Wherein DF travels to Mitteleuropa and recounts his merrie adventures to his adoring broad readership.

Monday, May 30, 2005

Maticka Praha

...is, I have read, Czech for "little mother Prague," and is the affectionate nickname for the city in which I currently find myself among its locals. In an effort to disclose all to the devoted B.R., have no way to confirm or deny this, as I have had a hard time locating a local among the tourist hordes, and even if I could find one, I suspect it would be useless because I don't speak the slightest scrap of this western Slavic tongue.

The trip in from Dresden yesterday was so nice I was kind of disappointed to arrive. There is something about train travel in Europe I find infinitely comforting: you get to see the country, which is usually gorgeous (not sure why European train trax are so frequently built through picturesque areas, but most of them are--the Dresden-Prague line goes through a stretch of Central European countryside along the Elbe River), and (this being my fave part) you don't have to do anything. You just get to sit there and relax. This stands in contrast to the rest of my time, which is typically spent trying to see and do as much as possible, and while great is often fairly intense as well.

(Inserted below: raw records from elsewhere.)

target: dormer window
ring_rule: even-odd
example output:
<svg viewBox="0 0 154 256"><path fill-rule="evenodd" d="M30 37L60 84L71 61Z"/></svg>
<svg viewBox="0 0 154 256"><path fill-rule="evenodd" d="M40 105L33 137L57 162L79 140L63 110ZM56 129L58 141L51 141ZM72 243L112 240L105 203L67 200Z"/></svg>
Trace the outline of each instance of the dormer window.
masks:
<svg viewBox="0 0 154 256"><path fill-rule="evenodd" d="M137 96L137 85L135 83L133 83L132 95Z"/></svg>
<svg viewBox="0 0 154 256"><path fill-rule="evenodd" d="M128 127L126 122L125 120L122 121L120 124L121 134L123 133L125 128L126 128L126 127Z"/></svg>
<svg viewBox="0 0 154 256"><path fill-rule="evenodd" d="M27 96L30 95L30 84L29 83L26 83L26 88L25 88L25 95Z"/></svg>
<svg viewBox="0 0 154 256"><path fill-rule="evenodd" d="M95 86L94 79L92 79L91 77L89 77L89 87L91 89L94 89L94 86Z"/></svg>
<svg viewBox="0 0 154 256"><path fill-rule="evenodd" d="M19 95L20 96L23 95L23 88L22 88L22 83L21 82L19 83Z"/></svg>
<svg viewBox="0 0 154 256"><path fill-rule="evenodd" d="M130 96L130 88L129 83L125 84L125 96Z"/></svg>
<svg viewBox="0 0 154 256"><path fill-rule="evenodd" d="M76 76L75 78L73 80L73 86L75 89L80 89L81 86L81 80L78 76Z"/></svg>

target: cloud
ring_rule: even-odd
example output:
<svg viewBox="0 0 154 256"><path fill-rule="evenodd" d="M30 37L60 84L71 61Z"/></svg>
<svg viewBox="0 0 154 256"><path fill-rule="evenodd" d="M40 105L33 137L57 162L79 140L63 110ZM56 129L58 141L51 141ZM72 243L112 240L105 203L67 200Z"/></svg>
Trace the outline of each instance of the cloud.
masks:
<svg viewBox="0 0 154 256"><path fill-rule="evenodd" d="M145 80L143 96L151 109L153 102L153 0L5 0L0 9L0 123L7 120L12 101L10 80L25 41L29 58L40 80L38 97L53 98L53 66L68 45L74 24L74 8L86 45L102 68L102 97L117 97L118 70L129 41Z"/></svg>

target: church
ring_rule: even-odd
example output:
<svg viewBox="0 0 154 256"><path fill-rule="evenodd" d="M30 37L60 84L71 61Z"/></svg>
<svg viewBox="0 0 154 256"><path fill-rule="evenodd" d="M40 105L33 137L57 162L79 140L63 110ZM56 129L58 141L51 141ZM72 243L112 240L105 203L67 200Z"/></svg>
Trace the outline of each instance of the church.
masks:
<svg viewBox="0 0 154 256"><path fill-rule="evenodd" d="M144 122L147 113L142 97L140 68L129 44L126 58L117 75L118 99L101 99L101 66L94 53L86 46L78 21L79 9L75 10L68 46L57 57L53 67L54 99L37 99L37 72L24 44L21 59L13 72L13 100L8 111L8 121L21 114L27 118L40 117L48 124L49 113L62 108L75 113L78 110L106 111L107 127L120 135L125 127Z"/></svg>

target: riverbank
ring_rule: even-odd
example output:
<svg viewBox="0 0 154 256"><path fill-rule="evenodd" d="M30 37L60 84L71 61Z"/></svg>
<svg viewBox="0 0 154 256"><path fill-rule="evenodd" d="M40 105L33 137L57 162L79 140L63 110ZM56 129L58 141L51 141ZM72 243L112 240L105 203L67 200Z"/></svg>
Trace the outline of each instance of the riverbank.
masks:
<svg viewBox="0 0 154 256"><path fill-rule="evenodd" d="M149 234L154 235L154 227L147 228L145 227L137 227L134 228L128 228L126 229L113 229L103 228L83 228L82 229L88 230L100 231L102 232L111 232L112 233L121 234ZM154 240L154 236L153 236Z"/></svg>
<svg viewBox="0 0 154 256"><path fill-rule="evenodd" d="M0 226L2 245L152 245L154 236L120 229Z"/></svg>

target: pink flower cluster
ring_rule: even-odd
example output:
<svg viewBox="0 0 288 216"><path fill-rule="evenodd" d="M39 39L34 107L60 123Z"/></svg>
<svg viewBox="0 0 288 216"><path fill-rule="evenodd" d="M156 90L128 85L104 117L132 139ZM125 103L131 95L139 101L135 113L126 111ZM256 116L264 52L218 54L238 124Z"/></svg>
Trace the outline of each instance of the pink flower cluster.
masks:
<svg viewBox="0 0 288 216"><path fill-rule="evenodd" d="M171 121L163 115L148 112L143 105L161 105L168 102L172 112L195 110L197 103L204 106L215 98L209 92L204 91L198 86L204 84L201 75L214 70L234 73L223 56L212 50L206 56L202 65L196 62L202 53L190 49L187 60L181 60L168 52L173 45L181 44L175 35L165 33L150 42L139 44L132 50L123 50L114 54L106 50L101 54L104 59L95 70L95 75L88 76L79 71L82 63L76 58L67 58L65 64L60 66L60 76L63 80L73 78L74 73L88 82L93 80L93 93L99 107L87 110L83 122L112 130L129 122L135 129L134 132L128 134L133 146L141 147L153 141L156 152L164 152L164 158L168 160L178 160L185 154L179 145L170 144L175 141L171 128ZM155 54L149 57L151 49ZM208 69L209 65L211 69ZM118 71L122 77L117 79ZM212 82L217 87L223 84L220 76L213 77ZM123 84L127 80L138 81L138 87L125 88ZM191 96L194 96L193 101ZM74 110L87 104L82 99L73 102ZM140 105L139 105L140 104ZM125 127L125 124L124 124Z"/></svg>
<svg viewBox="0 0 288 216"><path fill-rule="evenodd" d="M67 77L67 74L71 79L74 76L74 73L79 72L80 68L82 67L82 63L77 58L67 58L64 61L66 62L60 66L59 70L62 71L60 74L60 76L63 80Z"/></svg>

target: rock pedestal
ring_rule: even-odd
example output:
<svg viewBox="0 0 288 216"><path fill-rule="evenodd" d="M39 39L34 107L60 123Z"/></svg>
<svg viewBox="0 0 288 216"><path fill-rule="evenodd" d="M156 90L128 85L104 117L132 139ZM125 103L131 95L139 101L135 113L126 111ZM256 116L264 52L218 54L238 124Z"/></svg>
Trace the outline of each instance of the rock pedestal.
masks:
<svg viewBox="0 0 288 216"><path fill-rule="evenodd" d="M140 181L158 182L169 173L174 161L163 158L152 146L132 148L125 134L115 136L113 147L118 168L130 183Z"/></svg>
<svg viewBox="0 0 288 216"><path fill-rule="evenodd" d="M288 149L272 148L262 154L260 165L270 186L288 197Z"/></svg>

Arrival posed a series of challenges, not least of which was that the train dropped us off at Praha Holesovice station, not the more central station that appears on all maps and from which all accommodations give directions. Fortunately, however, I teamed up with a pair of friendly Canadians who were similarly confused, and figured out the way to town (they also spotted me enough Koruny for a subway ticket when the exasperated lady at the station refused to change my 1000Kr note--more evidence of post-communist laziness).

Thus despite knowing no Czech and armed with only a copy of the map from my trusty Lonely Planet (no I am not using Let's Go, about which I wish to say no more in this public space), I managed to find my prison/hotel (about which more later) and took the requisite nap before setting out to navigate the Golden City in the company of tens of thousands of tourists from around the world, as well as the occasional Czech person trying to sell T-shirts with a picture of the word "Praha" emblazoned on a big cannabis leaf.